But in any circuit design we should have ground or reference.
This is NOT a true statement. The use of "ground" whether it be an "Earth ground" or a power-line "neutral ground" or a "reference ground" or any other kind of ground has absolutely no purpose in any circuit design other than as
one of a pair of points between which electrical potential can be measured... for whatever purpose the designer desires or for no purpose at all.
Your incorrect statement can be disproved with just one counter-example, although there are many other counter-examples. The first one that comes to my mind is a simple hand-held flashlight consisting of a case, a battery, a lamp or LED, and a switch to turn the lamp or LED on and off. The battery, lamp or LED, and the switch are connected in a series circuit design with nary a "ground" anywhere in sight.
At this point in your learning, the ONLY thing you need to know about "ground" is this: ALL points identified as being the SAME "ground" will have ZERO potential between them. Such a collection of "ground" points may or may not be identified as such on a schematic, but any one of them is a reference point for measuring potentials in a circuit with respect to "ground."
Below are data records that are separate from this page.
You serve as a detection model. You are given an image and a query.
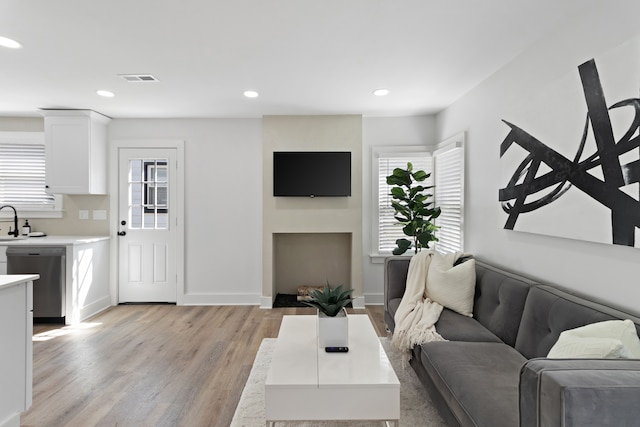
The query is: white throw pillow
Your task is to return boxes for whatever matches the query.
[426,252,476,317]
[547,332,624,359]
[547,319,640,359]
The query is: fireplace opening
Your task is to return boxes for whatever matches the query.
[273,233,352,308]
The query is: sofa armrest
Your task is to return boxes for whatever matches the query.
[384,256,411,311]
[519,358,640,427]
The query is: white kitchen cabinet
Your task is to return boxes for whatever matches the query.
[43,110,111,194]
[0,275,38,427]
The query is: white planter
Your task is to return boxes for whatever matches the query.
[318,308,349,348]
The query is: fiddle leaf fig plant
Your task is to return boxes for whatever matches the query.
[387,162,440,255]
[303,282,353,317]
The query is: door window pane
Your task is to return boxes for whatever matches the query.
[129,159,169,230]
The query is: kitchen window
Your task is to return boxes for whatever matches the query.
[0,132,62,218]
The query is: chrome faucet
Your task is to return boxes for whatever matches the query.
[0,205,19,237]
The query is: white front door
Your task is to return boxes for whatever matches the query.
[117,148,177,303]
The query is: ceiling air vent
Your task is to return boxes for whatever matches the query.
[119,74,160,83]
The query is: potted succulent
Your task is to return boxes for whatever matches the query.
[304,283,353,347]
[387,163,440,255]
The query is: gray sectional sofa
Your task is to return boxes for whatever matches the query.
[384,257,640,427]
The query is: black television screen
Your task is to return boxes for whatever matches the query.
[273,151,351,197]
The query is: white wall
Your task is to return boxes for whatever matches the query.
[362,115,438,304]
[109,119,262,304]
[437,1,640,311]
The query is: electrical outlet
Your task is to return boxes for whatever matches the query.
[93,209,107,220]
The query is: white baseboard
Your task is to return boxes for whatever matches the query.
[0,412,20,427]
[351,297,364,308]
[364,293,384,305]
[260,297,273,308]
[182,294,263,306]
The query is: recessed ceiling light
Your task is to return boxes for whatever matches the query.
[0,36,22,49]
[373,89,389,96]
[96,90,116,98]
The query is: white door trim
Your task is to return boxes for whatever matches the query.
[109,139,185,305]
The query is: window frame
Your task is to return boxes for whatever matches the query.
[433,132,465,252]
[0,131,63,219]
[369,145,432,264]
[369,132,465,264]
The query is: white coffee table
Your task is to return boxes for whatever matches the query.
[265,314,400,426]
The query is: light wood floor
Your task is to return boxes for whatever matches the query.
[21,305,386,427]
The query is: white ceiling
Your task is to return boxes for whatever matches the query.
[0,0,596,118]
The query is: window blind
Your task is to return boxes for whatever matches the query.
[378,152,433,253]
[434,145,464,253]
[0,143,56,211]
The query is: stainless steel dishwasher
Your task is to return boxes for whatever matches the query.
[7,246,66,323]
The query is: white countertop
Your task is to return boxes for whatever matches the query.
[0,274,40,289]
[0,236,111,246]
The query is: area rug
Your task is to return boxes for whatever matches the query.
[231,338,445,427]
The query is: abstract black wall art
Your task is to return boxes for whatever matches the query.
[498,43,640,247]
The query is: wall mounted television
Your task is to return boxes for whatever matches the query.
[273,151,351,197]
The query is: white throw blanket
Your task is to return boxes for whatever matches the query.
[391,251,461,365]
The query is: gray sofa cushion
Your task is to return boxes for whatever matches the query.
[520,358,640,427]
[436,308,502,343]
[515,285,640,359]
[420,341,526,426]
[473,261,535,347]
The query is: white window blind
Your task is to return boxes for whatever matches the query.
[434,143,464,253]
[377,152,433,254]
[0,143,56,211]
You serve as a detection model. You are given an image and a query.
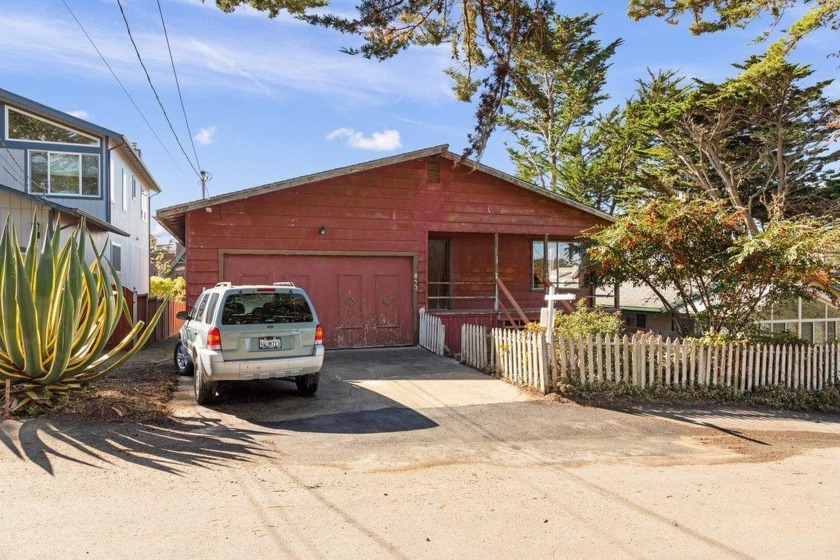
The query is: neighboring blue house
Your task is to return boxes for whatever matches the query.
[0,89,160,295]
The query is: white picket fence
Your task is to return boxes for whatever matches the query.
[420,307,446,356]
[461,325,490,369]
[491,329,553,393]
[461,326,840,392]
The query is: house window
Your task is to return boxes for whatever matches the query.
[140,191,149,222]
[29,150,99,196]
[531,241,581,290]
[6,108,100,146]
[799,321,814,342]
[123,169,128,212]
[111,242,122,272]
[624,313,647,330]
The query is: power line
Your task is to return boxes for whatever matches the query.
[61,0,181,171]
[115,0,201,176]
[157,0,201,175]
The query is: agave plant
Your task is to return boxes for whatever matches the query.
[0,217,166,408]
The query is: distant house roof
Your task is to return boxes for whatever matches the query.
[156,144,614,242]
[0,184,131,237]
[618,282,683,313]
[0,88,160,192]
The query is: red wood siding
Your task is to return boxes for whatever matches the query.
[223,254,415,348]
[180,158,604,344]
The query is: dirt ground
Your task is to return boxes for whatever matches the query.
[0,345,840,560]
[51,338,178,424]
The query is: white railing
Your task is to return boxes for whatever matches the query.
[550,334,840,391]
[491,329,554,393]
[420,307,446,356]
[461,325,490,369]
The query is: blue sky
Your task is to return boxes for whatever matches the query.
[0,0,840,237]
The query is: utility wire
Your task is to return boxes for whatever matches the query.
[61,0,181,171]
[157,0,201,174]
[115,0,201,176]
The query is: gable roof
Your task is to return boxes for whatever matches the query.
[0,88,160,192]
[0,184,131,237]
[155,144,615,243]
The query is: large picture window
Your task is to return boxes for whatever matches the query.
[29,150,99,196]
[531,241,582,289]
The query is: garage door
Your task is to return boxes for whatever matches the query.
[224,255,415,348]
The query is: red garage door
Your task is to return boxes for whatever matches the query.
[224,255,415,348]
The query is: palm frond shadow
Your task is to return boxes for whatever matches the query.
[0,417,276,476]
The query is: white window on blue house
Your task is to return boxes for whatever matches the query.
[123,169,128,212]
[111,242,122,272]
[29,150,99,196]
[140,191,149,222]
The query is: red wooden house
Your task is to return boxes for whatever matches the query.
[157,145,610,353]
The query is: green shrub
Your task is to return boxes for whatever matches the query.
[554,299,624,338]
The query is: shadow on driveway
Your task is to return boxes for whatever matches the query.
[0,415,276,475]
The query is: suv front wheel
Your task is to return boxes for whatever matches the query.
[295,373,320,397]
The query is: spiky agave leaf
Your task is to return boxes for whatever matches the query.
[0,214,166,408]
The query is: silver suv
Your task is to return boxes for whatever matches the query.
[175,282,324,404]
In the real world there are many types of "ground". The terminology is ancient, going to at least as far back as the days when land-line telegraphs had just one wire strung between telegraph poles and a second wire (to complete the telegraph circuit) buried in the ground at each end of the single telegraph wire. This saved a fortune in not having to string a second copper wire along with the first one, just to complete the telegraph circuit. However, if money were no object, a second wire could have been strung and the telegraph would work just fine
without a connection to ground.
In modern electronics, significantly different currents can flow in different parts of a circuit. Analog circuits typically use much smaller currents than digital circuits, and digital circuits typically create large current transients as a result of fast switching activities. These currents create voltage drops in conductive board traces that are nominally all at the same potential. The high current traces are sometimes identified as power supply common, power supply ground, or digital common... all of these expressions being used to mean a high-current common.
For the purpose of measuring voltages (potentials) in circuits with respect to power supply common, power supply ground, or digital common, the small voltage drops (millivolts) in the board traces can often be ignored. However, these voltage drops can wreak havoc in measuring sensitive (microvolt) analog signal circuits. To prevent this, the sensitive analog circuits have their own power supply common, analog common, that is separate from the higher current traces. The analog circuits may even have their own isolated analog power supply, but eventually the analog signals (after amplification and other conditioning) may need to interface with the higher-powered circuits. The simplest way to allow this to happen is to connect the analog circuit common to the digital circuit common at a single point (called a "star" connection). Usually the schematic will separately identify analog common from digital common, usually with a triangle symbol with a number inside the triangle. The "star" connection is where the two meet.
You may ignore the three previous paragraphs until you encounter circuits that actually NEED two or more "grounds."